Australian Home Affairs Minister Comes Out For Adult Game Rating

December 6, 2010 | By Kyle Orland

December 6, 2010 | By Kyle Orland
More: Console/PC

Australian Home Affairs Minister Brendan O'Connor offered his full support for a new, adults-only R18+ video game rating in the country, placing the weight of the federal government behind the move.

O'Connor, who had previously hedged his opinion on the matter of adult ratings, writes in a Punch editorial that games deserve to be treated in the same manner as other media in the country.

"While I'm not personally a fan of Jason and the Friday the 13th [movie] series, the fact is, if you're over 18 you can watch as much of it as you like - all 12 movies if you want." he wrote. "But, when it comes to games, if the game is judged not to be suitable for people under 15 - it can't be played legally in Australia."

The move comes after O'Connor's office released a report last week showing the scientific evidence linking youthful exposure to violent game content and real-world aggression was inconclusive.

"What evidence there is, is not strong enough to make me want to stop the millions of Australians who play games safely, responsibly, and actually have a lot of fun," O'Connor wrote.

In the Punch piece, O'Connor also suggested the new rating would remove a competitive disadvantage for Australian game companies, and said many existing games rated MA15+ in the country may merit re-classification if the new rating is put into effect.

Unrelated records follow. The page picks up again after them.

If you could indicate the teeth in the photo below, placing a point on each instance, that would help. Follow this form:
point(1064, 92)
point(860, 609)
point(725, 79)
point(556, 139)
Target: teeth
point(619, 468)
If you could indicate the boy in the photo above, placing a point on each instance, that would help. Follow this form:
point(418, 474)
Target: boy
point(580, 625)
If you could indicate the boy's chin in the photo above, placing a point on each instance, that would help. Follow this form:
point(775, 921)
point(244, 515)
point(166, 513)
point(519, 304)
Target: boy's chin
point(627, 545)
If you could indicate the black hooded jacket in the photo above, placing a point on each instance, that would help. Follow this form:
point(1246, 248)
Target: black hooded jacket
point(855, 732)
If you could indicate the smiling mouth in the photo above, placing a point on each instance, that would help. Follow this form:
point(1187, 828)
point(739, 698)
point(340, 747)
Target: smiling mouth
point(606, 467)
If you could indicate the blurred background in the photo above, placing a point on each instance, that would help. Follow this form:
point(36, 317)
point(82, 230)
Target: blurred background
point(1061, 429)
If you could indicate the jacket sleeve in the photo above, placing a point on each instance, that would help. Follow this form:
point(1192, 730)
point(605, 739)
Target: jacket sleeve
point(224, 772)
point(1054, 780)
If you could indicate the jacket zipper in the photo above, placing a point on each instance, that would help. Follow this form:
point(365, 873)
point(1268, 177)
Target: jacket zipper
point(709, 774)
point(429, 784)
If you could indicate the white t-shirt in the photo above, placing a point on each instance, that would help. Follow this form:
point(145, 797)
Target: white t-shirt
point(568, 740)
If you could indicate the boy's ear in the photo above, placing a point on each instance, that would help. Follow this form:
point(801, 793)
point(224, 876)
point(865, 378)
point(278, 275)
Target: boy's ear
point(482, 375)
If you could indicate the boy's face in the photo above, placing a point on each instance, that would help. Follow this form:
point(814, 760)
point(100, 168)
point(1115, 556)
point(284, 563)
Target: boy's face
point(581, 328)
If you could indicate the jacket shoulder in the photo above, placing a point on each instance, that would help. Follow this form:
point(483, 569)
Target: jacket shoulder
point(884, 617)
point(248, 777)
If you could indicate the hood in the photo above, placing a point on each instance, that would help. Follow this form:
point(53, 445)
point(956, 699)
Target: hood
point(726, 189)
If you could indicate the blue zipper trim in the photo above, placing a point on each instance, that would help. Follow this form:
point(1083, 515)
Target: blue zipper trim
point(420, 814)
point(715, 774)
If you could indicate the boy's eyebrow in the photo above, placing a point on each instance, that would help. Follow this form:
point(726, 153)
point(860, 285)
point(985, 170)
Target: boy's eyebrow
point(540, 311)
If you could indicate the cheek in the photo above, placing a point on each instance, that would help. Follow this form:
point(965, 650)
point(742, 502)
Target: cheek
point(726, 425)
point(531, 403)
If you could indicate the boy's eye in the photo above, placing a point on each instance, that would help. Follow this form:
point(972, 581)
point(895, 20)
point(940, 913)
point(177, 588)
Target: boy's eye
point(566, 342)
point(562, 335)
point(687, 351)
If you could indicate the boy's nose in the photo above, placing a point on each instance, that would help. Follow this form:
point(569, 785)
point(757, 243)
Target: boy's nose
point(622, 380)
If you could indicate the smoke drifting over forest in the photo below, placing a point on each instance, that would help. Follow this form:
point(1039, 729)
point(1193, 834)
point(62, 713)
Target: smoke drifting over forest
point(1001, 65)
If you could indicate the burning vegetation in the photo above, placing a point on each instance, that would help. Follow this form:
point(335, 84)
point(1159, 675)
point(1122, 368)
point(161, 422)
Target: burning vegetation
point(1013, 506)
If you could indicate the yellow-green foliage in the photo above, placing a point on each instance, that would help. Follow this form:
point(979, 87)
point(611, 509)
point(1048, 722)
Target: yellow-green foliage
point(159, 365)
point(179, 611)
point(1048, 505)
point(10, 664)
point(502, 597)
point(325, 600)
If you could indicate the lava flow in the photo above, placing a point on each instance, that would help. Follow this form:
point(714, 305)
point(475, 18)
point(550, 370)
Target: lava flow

A decision on the new rating's introduction now goes to the country's state and territory attorneys-general, all of whom must approve of the change for it to go into effect. The group is scheduled to meet to discuss the matter Friday.

South Australia Attorney General John Rau told The Adelaide Advertiser he would be open to changing his long-standing opposition to the new rating if he was convinced sufficient measures were in place to protect children from content meant for adults.

Surveys show a vast majority of Australians support the addition of the new rating.